Today, according to Worldometers,
the country with the fastest growing rate of increase in COVID-19 cases in the “western”
world is Sweden. Outside of the U.S. and Russia, today’s increase in new cases of
2,214 is the highest in hard numbers; although well behind the U.S., in terms of per
population this is more than three times the U.S. rate of increase. After a slow
start in being counted, its death rate is catching up to that of Spain, Italy
and the UK, and will likely surpass them as a percentage of the population. Unlike
other countries that took the pandemic seriously, Sweden’s virus problem is far
from “topping off.”
While other countries, such as in
Latin America, have had difficulty in implementing lockdown orders because its
social safety net programs are practically non-existent—due to the large number
of people who work in the “informal” economy, such as day labor and selling
produce in markets to survive—and some populace countries, such as India and
Bangladesh, have massive urban slums that make it almost impossible to practice
social distancing, Sweden does not have such rationalizations for what it has
done. Unlike its neighbors Norway, Denmark and Finland, which have managed to
stave-off significant impacts, it has proceeded as if it was “business as
usual,” with not closing its borders, or requiring social distancing, or the closure of
businesses or schools—and it is now paying the price for it, and its older
population in particular. The belief that the elderly would be “protected”

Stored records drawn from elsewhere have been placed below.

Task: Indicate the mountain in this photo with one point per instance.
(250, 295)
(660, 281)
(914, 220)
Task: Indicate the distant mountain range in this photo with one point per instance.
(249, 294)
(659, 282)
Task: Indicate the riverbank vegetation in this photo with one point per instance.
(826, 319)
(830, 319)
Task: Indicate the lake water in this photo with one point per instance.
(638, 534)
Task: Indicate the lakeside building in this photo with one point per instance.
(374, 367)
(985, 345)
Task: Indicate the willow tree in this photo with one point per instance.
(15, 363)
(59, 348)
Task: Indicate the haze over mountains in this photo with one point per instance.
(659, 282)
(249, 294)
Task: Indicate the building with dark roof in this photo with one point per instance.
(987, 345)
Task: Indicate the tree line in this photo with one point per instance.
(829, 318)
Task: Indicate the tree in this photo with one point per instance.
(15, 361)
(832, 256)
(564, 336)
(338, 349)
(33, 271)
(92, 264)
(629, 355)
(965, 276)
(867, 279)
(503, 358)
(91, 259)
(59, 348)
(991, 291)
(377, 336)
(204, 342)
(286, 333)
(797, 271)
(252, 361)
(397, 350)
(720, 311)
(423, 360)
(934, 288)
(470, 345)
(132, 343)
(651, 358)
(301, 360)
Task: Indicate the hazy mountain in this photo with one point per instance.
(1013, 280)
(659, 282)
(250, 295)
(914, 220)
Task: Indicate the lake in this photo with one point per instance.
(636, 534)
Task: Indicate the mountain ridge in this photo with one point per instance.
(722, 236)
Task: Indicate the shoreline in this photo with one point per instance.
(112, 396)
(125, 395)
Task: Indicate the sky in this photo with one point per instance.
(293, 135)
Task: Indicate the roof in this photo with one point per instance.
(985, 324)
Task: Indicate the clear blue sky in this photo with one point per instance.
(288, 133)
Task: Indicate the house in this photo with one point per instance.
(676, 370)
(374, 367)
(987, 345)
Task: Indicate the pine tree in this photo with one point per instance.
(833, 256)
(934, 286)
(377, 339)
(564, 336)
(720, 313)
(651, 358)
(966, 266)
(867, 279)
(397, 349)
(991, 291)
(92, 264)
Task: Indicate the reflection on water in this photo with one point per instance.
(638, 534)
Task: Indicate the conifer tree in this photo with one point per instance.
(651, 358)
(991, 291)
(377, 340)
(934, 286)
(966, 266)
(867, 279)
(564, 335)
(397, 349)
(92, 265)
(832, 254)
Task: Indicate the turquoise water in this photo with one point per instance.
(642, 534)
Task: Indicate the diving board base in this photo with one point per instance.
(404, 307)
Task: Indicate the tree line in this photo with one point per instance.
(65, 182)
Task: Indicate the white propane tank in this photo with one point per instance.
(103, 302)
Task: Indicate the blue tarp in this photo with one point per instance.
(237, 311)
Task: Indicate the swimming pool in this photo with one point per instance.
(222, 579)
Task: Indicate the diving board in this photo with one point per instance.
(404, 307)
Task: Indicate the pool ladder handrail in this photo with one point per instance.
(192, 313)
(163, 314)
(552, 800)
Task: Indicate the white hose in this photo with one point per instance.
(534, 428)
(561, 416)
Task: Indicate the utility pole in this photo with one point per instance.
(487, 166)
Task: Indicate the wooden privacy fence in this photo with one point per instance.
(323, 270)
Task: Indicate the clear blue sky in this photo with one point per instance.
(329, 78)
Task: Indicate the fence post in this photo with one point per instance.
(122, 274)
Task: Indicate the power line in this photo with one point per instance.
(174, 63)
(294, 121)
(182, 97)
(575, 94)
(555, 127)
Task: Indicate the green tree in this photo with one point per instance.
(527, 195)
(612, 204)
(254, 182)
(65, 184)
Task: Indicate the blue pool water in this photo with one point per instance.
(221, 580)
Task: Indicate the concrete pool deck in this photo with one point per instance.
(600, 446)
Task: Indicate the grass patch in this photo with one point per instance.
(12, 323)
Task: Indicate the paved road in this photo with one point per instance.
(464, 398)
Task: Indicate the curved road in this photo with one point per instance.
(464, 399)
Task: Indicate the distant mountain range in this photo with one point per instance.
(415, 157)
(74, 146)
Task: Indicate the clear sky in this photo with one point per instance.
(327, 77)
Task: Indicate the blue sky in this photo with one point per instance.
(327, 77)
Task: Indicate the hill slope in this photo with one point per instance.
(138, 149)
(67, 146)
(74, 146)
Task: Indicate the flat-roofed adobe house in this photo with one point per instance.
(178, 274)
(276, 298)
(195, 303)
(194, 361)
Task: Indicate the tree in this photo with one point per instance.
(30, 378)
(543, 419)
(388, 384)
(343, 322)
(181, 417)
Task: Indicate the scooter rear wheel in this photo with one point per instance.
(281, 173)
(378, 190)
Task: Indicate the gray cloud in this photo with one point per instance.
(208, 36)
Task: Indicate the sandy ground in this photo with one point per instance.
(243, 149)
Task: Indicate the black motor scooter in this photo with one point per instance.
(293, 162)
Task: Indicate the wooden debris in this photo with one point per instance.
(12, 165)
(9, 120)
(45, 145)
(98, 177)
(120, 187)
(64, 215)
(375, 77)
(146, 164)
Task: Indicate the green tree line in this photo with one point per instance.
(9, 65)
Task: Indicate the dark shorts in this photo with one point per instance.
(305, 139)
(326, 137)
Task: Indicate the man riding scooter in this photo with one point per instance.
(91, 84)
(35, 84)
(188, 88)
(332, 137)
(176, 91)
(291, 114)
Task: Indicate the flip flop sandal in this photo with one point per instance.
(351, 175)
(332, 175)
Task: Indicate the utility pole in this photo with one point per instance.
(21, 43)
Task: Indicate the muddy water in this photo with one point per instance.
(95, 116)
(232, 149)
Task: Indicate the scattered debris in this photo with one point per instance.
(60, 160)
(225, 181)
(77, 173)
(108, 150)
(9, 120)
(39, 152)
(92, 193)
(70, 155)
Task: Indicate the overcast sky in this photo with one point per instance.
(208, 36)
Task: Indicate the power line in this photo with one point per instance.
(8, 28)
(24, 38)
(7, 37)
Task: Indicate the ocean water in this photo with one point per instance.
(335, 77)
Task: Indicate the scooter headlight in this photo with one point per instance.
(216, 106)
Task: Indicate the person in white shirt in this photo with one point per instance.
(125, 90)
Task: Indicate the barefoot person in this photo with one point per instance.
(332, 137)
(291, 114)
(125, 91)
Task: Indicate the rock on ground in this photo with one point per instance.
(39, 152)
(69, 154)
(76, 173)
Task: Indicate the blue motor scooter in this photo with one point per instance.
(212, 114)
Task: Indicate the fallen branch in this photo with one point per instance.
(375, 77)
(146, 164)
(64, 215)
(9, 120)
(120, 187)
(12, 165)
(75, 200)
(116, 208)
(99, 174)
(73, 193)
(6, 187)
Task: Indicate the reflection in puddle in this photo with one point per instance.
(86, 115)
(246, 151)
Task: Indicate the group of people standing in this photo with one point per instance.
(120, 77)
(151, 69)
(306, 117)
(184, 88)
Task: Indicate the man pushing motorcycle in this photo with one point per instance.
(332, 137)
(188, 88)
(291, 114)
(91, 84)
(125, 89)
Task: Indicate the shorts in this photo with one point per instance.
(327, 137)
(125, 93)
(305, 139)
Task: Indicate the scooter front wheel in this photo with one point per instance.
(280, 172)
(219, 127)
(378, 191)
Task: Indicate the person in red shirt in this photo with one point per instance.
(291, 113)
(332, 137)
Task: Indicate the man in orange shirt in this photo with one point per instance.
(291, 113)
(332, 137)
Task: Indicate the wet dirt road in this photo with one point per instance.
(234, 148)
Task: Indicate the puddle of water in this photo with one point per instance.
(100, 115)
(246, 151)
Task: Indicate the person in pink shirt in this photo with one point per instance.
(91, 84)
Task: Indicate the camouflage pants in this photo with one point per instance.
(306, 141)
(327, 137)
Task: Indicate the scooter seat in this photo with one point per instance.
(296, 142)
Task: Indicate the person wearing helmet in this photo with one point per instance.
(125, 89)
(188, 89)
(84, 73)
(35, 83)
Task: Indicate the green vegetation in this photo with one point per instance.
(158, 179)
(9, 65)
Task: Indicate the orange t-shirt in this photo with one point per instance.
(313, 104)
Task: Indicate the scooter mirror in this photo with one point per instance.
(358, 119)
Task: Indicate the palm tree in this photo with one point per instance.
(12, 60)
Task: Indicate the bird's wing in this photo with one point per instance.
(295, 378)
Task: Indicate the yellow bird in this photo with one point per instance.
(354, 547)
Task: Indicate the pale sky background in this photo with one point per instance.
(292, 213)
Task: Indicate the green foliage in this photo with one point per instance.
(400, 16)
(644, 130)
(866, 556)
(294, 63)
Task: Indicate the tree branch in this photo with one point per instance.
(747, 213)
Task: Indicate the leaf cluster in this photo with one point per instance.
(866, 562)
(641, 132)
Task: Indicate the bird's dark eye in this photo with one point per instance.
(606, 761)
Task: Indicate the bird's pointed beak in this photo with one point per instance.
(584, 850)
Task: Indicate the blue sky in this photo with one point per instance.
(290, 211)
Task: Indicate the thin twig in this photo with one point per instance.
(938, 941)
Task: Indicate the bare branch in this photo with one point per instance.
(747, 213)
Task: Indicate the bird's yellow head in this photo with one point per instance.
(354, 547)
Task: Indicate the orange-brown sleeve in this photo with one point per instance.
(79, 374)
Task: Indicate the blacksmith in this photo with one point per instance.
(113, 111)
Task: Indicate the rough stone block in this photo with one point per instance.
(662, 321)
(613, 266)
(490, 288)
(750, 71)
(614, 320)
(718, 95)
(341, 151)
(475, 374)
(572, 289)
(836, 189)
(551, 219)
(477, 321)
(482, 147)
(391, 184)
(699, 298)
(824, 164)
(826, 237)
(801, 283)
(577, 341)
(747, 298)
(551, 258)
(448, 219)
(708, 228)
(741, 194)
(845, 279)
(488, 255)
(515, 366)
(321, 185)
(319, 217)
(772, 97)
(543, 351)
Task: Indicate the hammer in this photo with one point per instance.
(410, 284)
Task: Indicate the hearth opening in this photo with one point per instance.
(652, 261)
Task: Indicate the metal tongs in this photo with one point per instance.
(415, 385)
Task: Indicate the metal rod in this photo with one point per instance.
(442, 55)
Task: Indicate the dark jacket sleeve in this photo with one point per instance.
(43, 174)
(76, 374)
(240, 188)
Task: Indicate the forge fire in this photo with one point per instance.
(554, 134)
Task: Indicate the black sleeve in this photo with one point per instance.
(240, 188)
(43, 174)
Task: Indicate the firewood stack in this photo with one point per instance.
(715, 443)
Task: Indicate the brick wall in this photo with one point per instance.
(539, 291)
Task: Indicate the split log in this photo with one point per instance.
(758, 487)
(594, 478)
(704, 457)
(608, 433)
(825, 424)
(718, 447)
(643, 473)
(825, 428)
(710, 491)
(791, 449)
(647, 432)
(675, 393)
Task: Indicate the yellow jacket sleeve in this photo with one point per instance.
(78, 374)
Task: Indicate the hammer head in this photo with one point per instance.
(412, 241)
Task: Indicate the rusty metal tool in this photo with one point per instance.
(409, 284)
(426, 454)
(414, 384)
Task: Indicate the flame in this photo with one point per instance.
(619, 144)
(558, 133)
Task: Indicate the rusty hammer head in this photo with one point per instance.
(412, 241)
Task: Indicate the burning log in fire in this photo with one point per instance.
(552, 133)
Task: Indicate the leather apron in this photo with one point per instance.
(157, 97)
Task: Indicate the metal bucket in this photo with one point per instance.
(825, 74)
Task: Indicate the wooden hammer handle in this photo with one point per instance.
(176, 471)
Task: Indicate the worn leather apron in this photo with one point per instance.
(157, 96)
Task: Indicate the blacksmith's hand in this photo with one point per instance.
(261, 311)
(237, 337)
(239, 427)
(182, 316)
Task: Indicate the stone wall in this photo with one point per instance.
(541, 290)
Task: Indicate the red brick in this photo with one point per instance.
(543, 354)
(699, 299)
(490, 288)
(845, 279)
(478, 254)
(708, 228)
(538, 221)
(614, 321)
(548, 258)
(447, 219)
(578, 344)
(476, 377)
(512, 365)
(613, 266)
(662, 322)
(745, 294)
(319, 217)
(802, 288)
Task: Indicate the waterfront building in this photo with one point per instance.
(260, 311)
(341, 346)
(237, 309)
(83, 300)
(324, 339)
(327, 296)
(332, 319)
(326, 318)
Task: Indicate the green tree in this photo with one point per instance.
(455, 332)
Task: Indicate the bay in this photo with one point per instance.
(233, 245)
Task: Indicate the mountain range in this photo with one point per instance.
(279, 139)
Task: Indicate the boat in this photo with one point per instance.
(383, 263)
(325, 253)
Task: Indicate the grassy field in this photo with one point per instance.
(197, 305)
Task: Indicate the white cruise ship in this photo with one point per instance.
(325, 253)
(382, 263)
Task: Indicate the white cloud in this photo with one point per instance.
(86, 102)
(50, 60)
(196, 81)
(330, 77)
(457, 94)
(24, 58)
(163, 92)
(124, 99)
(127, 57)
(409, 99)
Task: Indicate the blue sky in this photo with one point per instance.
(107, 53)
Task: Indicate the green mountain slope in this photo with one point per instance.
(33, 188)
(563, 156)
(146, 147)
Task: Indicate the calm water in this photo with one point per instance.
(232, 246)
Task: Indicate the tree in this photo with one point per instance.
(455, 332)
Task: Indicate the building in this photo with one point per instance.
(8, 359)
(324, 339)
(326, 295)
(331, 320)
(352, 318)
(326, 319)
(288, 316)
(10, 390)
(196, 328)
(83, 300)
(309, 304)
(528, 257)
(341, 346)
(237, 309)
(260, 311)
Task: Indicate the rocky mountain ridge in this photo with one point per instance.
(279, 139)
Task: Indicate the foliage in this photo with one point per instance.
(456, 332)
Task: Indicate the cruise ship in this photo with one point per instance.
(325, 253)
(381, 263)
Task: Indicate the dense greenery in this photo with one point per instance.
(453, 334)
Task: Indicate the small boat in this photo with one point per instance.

being isolated in care homes would prove a false assumption; instead they have
turned into houses of death. Care givers would give the excuse for not wearing protective
masks or limiting visitation by claiming that they had not received the written
“guidance” to so.
What happened? A Swedish
epidemiologist, Anders Tegnell, was apparently tasked by the government to
provide it cover for keeping the Swedish economy “open.” Tegnell would claim that
Sweden would eventually develop a “herd immunity,” meaning a large percentage
of the population would catch the virus, and although a few more vulnerable
people would die, it would be “worth” the risk because the population would
more quickly develop a “self” immunity. The problem is that this hasn’t
happened. Tegnell’s claim in early May that herd immunity would soon reach
40 percent in Sweden turned out to be overly optimistic; recent reporting
indicates that testing in Stockholm revealed that only 7 percent had evidence
of antibodies against the COVID-19.
Today, many in Sweden are
outraged that their aged parents and grandparents were allowed to be killed-off
by the virus because of the government’s lax policies—and some of them may be
next. But there are those who charge that the Swedish population’s preference
to do their “own thing” without government interference is also at fault; the
Swedish people expected to go about their daily lives, and conned themselves
into believing they were acting with “common
sense”—or at least that was the belief behind the “advisories” from the Public
Health Agency. Yet there are still those, like health minister Lena Hallengren,
who are trying to pass the buck for their own inaction, blaming it all on a “society-wide”
failure, and employers who did not provide workers with “proper guidance.”
But the reality is that when
government officials do not take health crises like the COVID-19 seriously, how
is the public expected to do so to, especially when it is not in its “nature”
to do so? Even the “unofficial” reason
to avoid lockdown rules in Sweden, to keep the economy running, has turned out
to be a chimera, with the country’s economy expected to contract at a faster
rate than it neighbors, which did enact lockdown policies.